WRF-HYDRO_CALIB (BETA)

Author: Will Rudisill, Boise State University

Description

WRF-HYDRO_CALIB employs the 'Dynamic Dimensional Search' (DDS) (1) automatic parameter optimization algorithm the WRF-Hydro hydrologic model (https://ral.ucar.edu/projects/wrf_hydro/overview) One of the goals was to keep the directory structure as simple and transparent as possible, so that it's easier to debug should things go wrong. The user is responsible for editing only two additional config files (described below) beyond the normal namelist files. Currently the code tunes land surface and routing paramters to match observed discharge using the kling-gupta-efficiencty objective function. It would be relatively easy to implement a different calibration for another state variable such as soil moisture or SWE. The code is designed to work on HPC systmes that use the SLURM job scheduling system. The heavy compute tasks are submitted to the job scheduler. Here is a general overview of what the code does, in order:

Create a run directory (copy executables, forcing files, etc.) using paths supplied in the config file
Download USGS streamflow data for the correct gauge station and time period
Perform basic checks of model run sanity
Submit the model job to the sheduler and wait for completion
Record the model performance compared to stream observations (apply the Kling-Gupta Efficiency objective function). This step also submitted as a queue job
Update model parameters according to DDS methodology
Log parameter updates, model output time series, and objective function value to a database file.
Repeat steps 4-7 n times; the more the better

Software Requirements

WRF-Hydro V5
Python 3.7
R 3.5.2

WRF-Hydro must be compiled successfully before using. It is a good idea to double check the build with a test case before trying to calibrate. The calibration scripts use Python for almost everything, including logging, file moving, opening/closing netcdf files, and plotting. There are only two R package requirements: 1) the USGS data retrieval package, which is unfortunately the easiest way do download USGS station data and metadata (http://usgs-r.github.io/dataRetrieval/), and 2) the data.table package.

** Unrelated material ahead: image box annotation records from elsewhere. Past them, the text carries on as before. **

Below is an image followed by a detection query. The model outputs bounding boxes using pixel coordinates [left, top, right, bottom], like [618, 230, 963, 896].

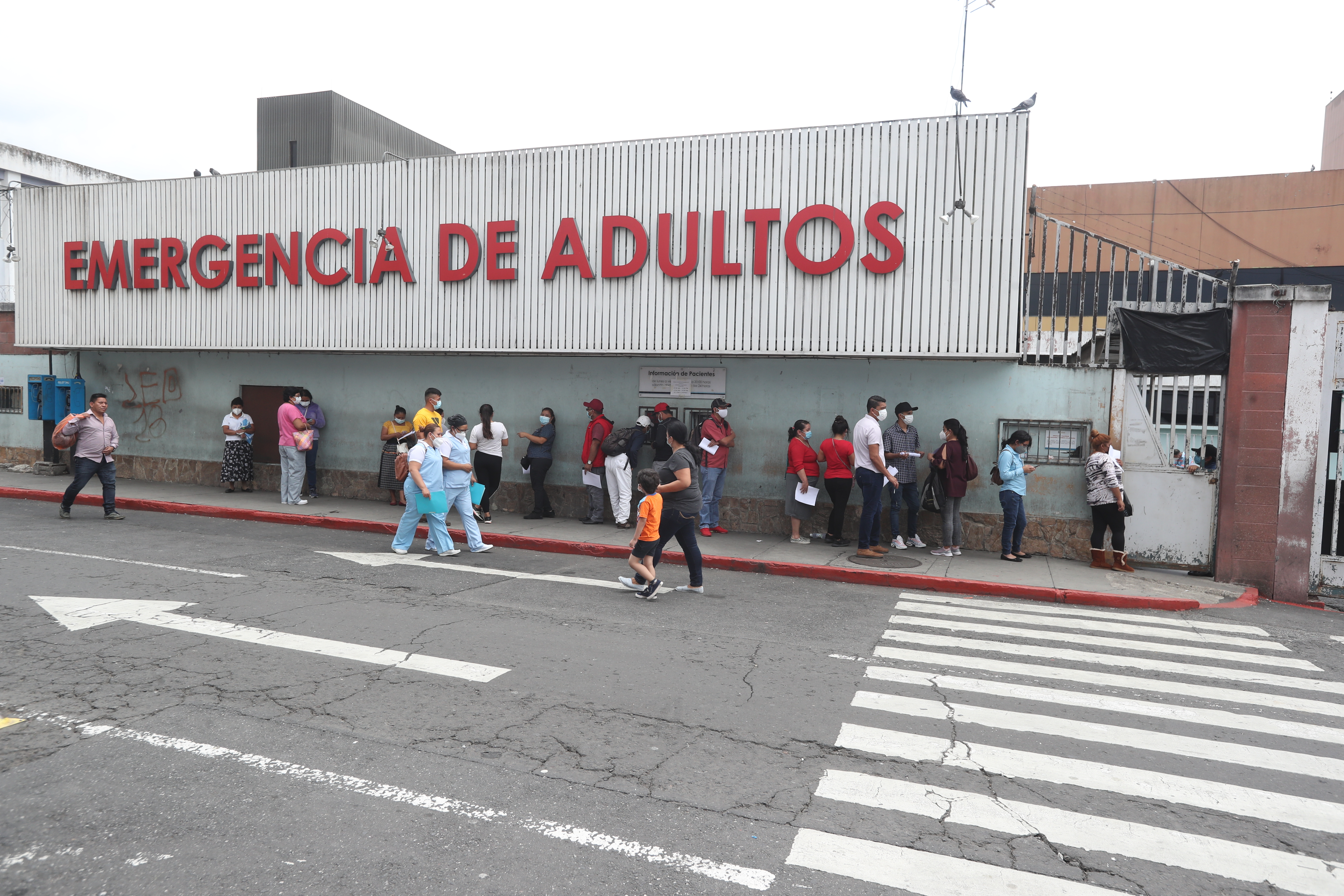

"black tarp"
[1113, 308, 1232, 375]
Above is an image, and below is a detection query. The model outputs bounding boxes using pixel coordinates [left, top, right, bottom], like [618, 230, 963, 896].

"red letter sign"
[130, 239, 159, 289]
[710, 211, 742, 277]
[304, 227, 350, 286]
[238, 234, 261, 286]
[89, 239, 130, 289]
[602, 215, 649, 277]
[542, 218, 593, 280]
[368, 227, 415, 283]
[438, 224, 481, 283]
[187, 235, 234, 289]
[159, 237, 187, 289]
[784, 206, 854, 274]
[859, 201, 906, 274]
[261, 230, 298, 286]
[65, 243, 89, 289]
[658, 211, 700, 277]
[485, 220, 518, 280]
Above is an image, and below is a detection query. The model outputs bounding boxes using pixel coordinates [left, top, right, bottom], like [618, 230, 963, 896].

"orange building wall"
[1034, 170, 1344, 270]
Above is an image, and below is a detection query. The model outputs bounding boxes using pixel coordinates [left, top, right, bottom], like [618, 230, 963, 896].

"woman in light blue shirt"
[999, 430, 1036, 563]
[438, 414, 495, 553]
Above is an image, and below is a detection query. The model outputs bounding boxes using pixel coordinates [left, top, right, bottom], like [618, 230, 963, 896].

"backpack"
[602, 426, 638, 457]
[51, 414, 79, 451]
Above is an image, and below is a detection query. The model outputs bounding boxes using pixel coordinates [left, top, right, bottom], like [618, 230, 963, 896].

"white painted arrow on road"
[28, 595, 509, 681]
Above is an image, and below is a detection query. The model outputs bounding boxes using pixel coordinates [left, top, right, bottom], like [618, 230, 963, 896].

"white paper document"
[793, 482, 817, 506]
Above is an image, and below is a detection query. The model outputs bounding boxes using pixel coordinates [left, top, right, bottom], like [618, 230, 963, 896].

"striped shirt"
[882, 423, 919, 484]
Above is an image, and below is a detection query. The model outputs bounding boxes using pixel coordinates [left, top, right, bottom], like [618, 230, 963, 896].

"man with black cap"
[700, 398, 738, 539]
[583, 398, 612, 525]
[649, 402, 676, 470]
[882, 402, 926, 551]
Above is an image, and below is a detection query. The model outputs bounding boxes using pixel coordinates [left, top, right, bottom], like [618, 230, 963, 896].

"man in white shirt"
[854, 395, 900, 558]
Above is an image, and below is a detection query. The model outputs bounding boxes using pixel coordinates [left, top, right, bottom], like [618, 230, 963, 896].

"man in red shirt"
[583, 398, 612, 525]
[700, 398, 738, 539]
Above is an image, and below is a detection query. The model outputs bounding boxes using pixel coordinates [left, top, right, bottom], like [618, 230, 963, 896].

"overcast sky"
[0, 0, 1344, 185]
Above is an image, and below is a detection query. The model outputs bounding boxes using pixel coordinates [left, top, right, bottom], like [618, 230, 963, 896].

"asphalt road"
[0, 501, 1344, 896]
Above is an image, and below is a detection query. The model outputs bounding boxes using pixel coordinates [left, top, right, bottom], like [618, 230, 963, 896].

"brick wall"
[1215, 302, 1293, 595]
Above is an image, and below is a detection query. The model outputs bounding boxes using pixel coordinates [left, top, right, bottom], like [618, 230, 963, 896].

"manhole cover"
[849, 553, 923, 570]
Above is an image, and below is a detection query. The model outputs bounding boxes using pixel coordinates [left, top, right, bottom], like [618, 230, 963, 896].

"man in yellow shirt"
[411, 388, 444, 431]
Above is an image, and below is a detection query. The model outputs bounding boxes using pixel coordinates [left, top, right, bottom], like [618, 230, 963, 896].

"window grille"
[994, 419, 1091, 466]
[0, 386, 23, 414]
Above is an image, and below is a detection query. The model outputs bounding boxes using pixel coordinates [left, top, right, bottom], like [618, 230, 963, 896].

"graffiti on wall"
[121, 367, 182, 442]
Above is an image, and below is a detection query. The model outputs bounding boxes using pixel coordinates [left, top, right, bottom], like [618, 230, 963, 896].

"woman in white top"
[468, 404, 508, 523]
[219, 398, 253, 494]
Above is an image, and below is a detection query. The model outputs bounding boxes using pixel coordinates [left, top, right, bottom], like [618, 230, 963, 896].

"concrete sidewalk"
[0, 470, 1246, 603]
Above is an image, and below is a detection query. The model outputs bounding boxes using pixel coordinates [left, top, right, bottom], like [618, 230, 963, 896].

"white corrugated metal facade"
[15, 114, 1027, 357]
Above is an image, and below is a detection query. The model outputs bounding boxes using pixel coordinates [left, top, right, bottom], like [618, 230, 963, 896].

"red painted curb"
[0, 486, 1209, 611]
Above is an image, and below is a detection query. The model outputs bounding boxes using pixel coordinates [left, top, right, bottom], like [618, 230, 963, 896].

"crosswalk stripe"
[900, 591, 1269, 637]
[785, 827, 1114, 896]
[896, 601, 1288, 650]
[836, 723, 1344, 834]
[816, 770, 1341, 896]
[867, 666, 1344, 744]
[849, 690, 1344, 781]
[874, 629, 1344, 695]
[890, 616, 1321, 672]
[875, 646, 1344, 719]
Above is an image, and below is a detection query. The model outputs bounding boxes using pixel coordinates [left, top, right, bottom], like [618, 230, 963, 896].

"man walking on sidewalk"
[854, 395, 900, 558]
[583, 398, 612, 525]
[882, 402, 926, 551]
[60, 392, 126, 520]
[700, 398, 738, 539]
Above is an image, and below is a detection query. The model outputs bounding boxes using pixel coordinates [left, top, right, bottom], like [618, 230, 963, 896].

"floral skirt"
[219, 439, 253, 482]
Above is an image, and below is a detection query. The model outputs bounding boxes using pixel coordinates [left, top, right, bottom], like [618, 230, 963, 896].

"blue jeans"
[887, 482, 919, 539]
[60, 457, 117, 513]
[854, 466, 887, 551]
[392, 476, 453, 552]
[700, 466, 727, 529]
[999, 489, 1027, 553]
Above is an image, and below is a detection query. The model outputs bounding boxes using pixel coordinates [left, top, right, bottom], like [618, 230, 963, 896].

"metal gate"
[1121, 373, 1223, 570]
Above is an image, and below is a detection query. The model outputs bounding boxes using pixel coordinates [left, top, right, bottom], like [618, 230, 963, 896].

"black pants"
[825, 478, 854, 539]
[473, 451, 504, 513]
[527, 457, 551, 513]
[634, 508, 704, 588]
[1093, 501, 1125, 551]
[60, 457, 117, 513]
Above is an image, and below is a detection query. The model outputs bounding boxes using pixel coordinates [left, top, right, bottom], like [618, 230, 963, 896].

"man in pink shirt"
[276, 386, 308, 504]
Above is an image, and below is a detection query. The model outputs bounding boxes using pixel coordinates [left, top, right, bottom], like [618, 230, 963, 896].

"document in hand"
[415, 492, 448, 513]
[793, 482, 817, 506]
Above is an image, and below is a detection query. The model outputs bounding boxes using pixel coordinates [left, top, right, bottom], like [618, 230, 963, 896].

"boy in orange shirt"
[621, 470, 663, 601]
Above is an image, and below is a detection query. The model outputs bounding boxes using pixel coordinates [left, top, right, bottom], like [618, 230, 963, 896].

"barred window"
[999, 420, 1091, 466]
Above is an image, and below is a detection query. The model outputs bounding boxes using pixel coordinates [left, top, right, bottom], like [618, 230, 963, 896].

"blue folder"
[415, 492, 448, 513]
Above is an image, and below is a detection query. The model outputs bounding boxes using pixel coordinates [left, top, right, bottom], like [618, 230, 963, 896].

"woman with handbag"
[929, 418, 972, 558]
[378, 404, 415, 506]
[392, 422, 460, 556]
[1083, 430, 1134, 572]
[518, 407, 555, 520]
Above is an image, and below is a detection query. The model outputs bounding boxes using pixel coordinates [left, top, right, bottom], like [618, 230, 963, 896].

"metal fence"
[1022, 203, 1235, 367]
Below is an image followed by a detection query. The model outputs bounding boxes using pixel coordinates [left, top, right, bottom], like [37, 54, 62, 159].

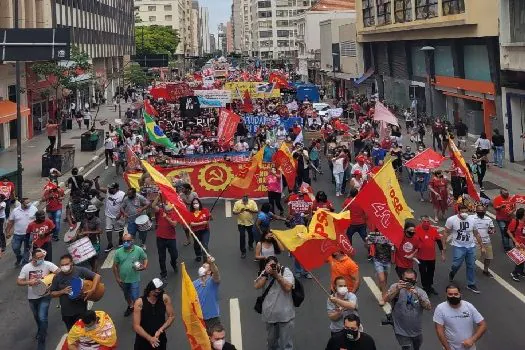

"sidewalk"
[0, 102, 131, 200]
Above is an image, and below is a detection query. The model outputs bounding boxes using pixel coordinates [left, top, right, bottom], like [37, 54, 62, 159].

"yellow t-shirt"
[233, 199, 258, 226]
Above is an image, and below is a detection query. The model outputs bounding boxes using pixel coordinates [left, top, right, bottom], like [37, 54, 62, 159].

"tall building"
[199, 7, 211, 56]
[250, 0, 317, 60]
[135, 0, 187, 55]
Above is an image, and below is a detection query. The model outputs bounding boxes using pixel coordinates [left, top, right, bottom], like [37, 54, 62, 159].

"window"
[376, 0, 392, 26]
[362, 0, 375, 27]
[394, 0, 412, 23]
[442, 0, 465, 16]
[416, 0, 438, 19]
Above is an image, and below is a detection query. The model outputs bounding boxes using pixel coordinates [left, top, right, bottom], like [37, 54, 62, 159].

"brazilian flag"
[144, 112, 175, 149]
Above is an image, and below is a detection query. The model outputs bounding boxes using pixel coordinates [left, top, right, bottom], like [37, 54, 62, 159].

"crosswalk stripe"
[230, 298, 242, 350]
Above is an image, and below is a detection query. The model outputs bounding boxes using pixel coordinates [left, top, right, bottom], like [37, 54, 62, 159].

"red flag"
[268, 72, 289, 89]
[405, 148, 445, 169]
[448, 139, 481, 202]
[242, 90, 253, 113]
[217, 108, 241, 148]
[272, 142, 297, 188]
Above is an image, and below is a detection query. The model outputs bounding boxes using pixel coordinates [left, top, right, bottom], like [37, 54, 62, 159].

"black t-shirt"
[50, 266, 95, 316]
[326, 332, 376, 350]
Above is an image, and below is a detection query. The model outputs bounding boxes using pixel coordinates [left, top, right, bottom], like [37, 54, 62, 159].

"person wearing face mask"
[385, 269, 432, 350]
[133, 278, 175, 350]
[441, 204, 486, 294]
[92, 178, 126, 253]
[26, 210, 55, 261]
[433, 283, 487, 350]
[5, 198, 38, 267]
[394, 221, 421, 279]
[325, 314, 377, 350]
[471, 204, 494, 278]
[16, 247, 60, 350]
[113, 233, 148, 317]
[326, 276, 357, 336]
[49, 254, 100, 331]
[416, 215, 445, 295]
[66, 310, 118, 350]
[208, 324, 237, 350]
[193, 256, 221, 329]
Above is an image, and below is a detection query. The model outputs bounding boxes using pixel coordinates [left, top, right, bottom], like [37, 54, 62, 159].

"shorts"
[106, 216, 124, 232]
[374, 258, 392, 273]
[476, 242, 494, 262]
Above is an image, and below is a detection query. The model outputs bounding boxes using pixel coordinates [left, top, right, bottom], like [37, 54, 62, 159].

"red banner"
[217, 108, 241, 148]
[124, 161, 271, 199]
[405, 148, 446, 169]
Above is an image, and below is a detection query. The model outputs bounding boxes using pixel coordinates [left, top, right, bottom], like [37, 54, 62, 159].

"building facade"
[356, 0, 502, 136]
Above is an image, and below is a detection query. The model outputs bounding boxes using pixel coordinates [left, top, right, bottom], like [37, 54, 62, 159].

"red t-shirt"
[44, 188, 64, 211]
[191, 208, 211, 231]
[394, 235, 421, 269]
[343, 198, 366, 226]
[492, 195, 516, 221]
[0, 181, 15, 199]
[312, 200, 334, 211]
[155, 209, 177, 239]
[26, 218, 55, 248]
[416, 225, 441, 260]
[507, 219, 525, 244]
[288, 194, 313, 215]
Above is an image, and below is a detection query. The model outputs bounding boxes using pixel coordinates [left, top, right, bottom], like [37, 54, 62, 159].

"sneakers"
[467, 284, 481, 294]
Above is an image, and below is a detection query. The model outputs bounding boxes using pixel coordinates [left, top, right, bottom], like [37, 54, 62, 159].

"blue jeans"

Building the required software

R dependencies

As of now, you are 'on your own' for building R and the required packages. Consult R documentation for information on how to install R and download packages. To guarentee that the R requirements have been met, you can run the /lib/R/fetchUSGSobs.R script in the following way:

cd ./WRF-HYDRO_CALIB/lib/R/
Rscript fetchUSGSobs.R 13185000 2000-01-01 2000-01-03 rtest.csv

If this creates a file called 'rtest.csv' with data in it, then you are good to go! The calibration routines will call this script with the appropriate input parameters without you needing to worry about it.

Python dependencies

The python requirements are described in the 'conda_env.txt' file. If you are using miniconda, you can issue:

conda create --name <nameofenv> --file conda_env.txt

To build the identical set of libraries on your machine. This is not guarenteed two work everytime since it may depend on your operating system. Everyting has been built and run on CentOS Linux. Setting up miniconda is fairly straight forwrad (found here https://docs.conda.io/en/latest/miniconda.html)

Preprocessing

Acquiring forcing data, compiling the WRF-Hydro model code, and constructing the geographic and routing domain parameters are beyond the scope of this set of codes. However, a 'regridding' script is included in the /util directory that may be of some use. Consuls the WRF-Hydro V5 documentation about how to gather setup the proper model domains.

Setup

Edit the setup.yaml in the parent directory. The variable names should be explanatory. They include pointers to where the wrf hdyro executable lives, the parameter files, the name to append to the calibration directory, and the USGS gauge ID to calibrate to. The code will automatically find the correct channel location point to use. For multiple basins, I would reccomend naming the setup.yaml something else (such as setup.yaml.basin_name, and then creating a symlink to that file.

For example:

ln -s setup.yaml.basin_name setup.yaml

Edit the namelist TEMPLATE files in the namelists/. Do not change the dates or the file paths -- these get edited by the run code.
Edit the calib_params.tbl file. Set the 'calib_flag' to 1 in to calibrate the parameter. Parameters in the table with a zero value are not calibrated. Each parameter can be tuned by either an additive or a multiplicative factor. The ranges of which are set by the 'min' and 'max columns.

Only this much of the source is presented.